Now take it a step further: what’s going to be an easier workout to maintain; one where you have fun, or one where you must consciously push past previous thresholds?
For most, a sort of workout where you have fun will be more likely to help you get in shape than something which requires continuous conscious effort.
Dance applies an element of fun to physical exercise which is conveyed by the music and aesthetic of choreography.
Even if you’re dancing with a partner, rather than a troupe, you can be swept away by the muse of inspired bodily movement. With a troupe, you’ve got group-incentive increasing your ability to perform.

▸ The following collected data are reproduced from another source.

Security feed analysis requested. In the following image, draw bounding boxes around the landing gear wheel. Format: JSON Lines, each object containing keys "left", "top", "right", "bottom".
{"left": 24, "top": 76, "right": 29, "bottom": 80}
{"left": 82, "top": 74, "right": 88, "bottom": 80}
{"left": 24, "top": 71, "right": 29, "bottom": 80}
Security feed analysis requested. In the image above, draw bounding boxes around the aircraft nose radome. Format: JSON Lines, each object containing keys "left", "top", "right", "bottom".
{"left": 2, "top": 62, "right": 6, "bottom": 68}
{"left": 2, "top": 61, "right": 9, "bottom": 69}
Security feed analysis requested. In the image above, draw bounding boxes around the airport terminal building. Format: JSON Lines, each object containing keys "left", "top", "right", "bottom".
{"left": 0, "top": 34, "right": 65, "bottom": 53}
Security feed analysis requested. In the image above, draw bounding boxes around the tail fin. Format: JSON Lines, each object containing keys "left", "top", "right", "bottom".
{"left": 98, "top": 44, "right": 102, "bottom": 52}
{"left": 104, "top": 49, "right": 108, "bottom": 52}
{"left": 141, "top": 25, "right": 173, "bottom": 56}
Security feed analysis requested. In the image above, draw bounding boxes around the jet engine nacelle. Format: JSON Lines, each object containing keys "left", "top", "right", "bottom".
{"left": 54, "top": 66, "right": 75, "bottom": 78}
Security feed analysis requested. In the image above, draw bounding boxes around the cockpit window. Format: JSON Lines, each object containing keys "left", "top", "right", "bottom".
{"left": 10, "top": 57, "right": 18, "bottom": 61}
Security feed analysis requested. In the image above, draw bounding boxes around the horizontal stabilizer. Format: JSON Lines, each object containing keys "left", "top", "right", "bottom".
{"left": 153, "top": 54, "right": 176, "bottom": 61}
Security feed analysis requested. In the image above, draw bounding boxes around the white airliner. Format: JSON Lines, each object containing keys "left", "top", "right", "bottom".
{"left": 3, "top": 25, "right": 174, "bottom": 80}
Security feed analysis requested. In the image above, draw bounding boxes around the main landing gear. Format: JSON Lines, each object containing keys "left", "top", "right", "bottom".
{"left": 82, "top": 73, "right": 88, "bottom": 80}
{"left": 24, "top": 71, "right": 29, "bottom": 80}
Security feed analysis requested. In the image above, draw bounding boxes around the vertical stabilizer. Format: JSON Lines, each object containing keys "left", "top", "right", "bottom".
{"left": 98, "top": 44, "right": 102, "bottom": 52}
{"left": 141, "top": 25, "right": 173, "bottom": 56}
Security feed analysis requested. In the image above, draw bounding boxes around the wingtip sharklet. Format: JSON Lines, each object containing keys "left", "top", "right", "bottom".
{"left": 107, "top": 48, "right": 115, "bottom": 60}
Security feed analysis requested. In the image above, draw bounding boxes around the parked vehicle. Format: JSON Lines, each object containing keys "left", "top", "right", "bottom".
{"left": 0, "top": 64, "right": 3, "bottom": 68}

One of the best ways of staying in shape is finding a physical activity you enjoy, and which is buffered by a group of peers likewise engaging in the same activity. Following, several additional tips to helping you stay fit while dancing will be explored.
1. Get Enough Rest
Eating right and exercising are key to flourishing, but rest is also important. Dancers in a troupe professionally designing and executing choreography will practice as much as those in a conventional 9-to-5 job work.
That is to say: forty hours a week. Forty hours of physical exertion definitely leave their mark! Now you may not be dancing so much, but you’re still going to have a caloric deficit after a session.

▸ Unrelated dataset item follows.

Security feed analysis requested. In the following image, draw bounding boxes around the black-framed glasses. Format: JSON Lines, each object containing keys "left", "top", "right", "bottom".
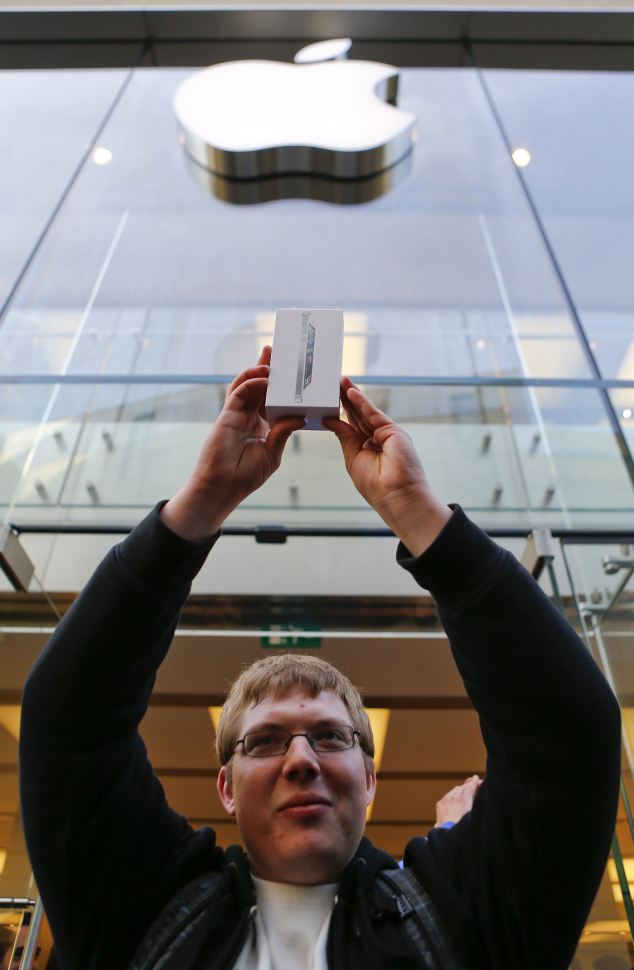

If you are on your feet jumping, pirouetting, spinning, and tapping all day, don’t be surprised if you burn 1,000+ calories in an hour. If you dance like that two hours a day four times a week, that’s 8,000 calories.
You’ve got to eat right and sleep enough in order to manage that caloric load. If you need to lose weight, dancing can help; but you can go too far if you don’t get enough rest.
At least six hours a night are necessary; seven to eight may be appropriate if you have particularly intense exertions.
2. Stretch Yourself
This is both a literal and figurative advisement. With dance, you’ve got to literally stretch your body so that you can more comfortably and consistently make the necessary moves.
In order to hit fitness goals and continuously hone your body, you’ll also need to push past what you’re comfortable with.
3. Ensure You’ve Got The Right Equipment
When you’re throwing your body around for hours at a time, constrictive clothing will rip and tear—besides hampering you. You need dance costumes that breathe, and which are flexible enough to allow you necessary movement.
You can find some of the best dance costumes online. Going the web route allows you to choose specifically the costumes which fit your needs; be they fitness-related, performance related, practice-related, or some combination of these.
4. Have Some Sort Of Goal Define Activity
You need to have an “end game” in mind. If you’re dancing with a significant other doing some swing move, it is perhaps recommendable that you and your partner have some sort of dancing exhibition at the end of a month to work toward.
This will help you forget the physical exertion in lieu of the deadline. If you’re dancing with a troupe, there should be a performance upcoming.
5. Keep At It
Whatever you do, don’t stop because you get sore or tired. You’ll get sore and you’ll get tired, but if you keep at it, it will take longer for you to feel these things, and ultimately you’ll get into shape more quickly.
Also, record your progress so you can look at where you were, see where you are, and make note of your progress.
Fitness And Fun At The Same Time
Getting in shape and staying in shape is difficult. Dancing is a fun way to do both. Get started dancing and keep at it a while; you may be surprised at the positive results.